The first description of organ construction was way back in 250BC when the air supply was regulated by means of water pressure. This was in general use by the first century AD, but was usually replaced by bellows. England’s own organ building began towards the end of the sixth century.

The organ has had a permanent place in church services since around 1400 although a description of a large Eynon church organ dates back to as early as AD 980.

From the fifteenth century rapid developments were made. The pedal keyboard was invented and a spring operated sound board made possible the playing of separate series of pipes by sliding to and fro over the wind valves. This was used at first only to vary the volume. Later, pipes producing sounds of different qualities were introduced which could likewise be sounded or silenced as desired by the spring board.

By the seventeenth and eighteenth centuries there were three types of organ as well as the large church ones. These were “The Portative”, “The Positive” and “The Regal”, but they became overshadowed by the harpsichord and clavichord.
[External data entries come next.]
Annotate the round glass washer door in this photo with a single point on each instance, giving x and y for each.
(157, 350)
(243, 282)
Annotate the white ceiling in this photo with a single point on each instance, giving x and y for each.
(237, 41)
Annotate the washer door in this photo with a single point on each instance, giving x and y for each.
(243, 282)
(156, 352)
The Baroque organ was a synthesis of centuries of experience. Its tone was transparent and limped with additions of string combs and swell boxes though the latter were not extensively used until the Romantic age with its yearning for a more expensive style. For a time the orchestra ousted the organ, but the designers tried to adapt the instrument to the new Romantic style, often adding new inventions such as the Reservoir Bellows, Ventil Chest, Crescendo Roller and Octave Couplers.

After many forms of unsuccessful keyboard action, it was only when the electric system of operation came into use in about 1900 that response of the mechanism of the pipes to the organist’s movement at the console was really swift and smooth.

The number of pipes may vary from 200 to over 30,000. There are many different types, their names indicating their place in the instrument as well as their pitch and tone colour. The two main types are the Flue Pipes and the Reed Pipes. Organ pipes are placed in ranks. These are as many pipes in rank as there are keys on the keyboard and as many ranks as there are steps. The pipes stand in a box (wind chest) which is divided into air compartments and valves which when opened allow the air to pass into the pipes. The number of keyboards or manuals for the hands vary from one to seven keyboards and most organs have a Pedal System with a range of about two-and-a-half octaves.

There are, thankfully, still many fine examples of the King of Instruments around the world even though they are not used so much these days. They are a great challenge to play, even for the most competent of performers, and require a high level of agility, dexterity and energy.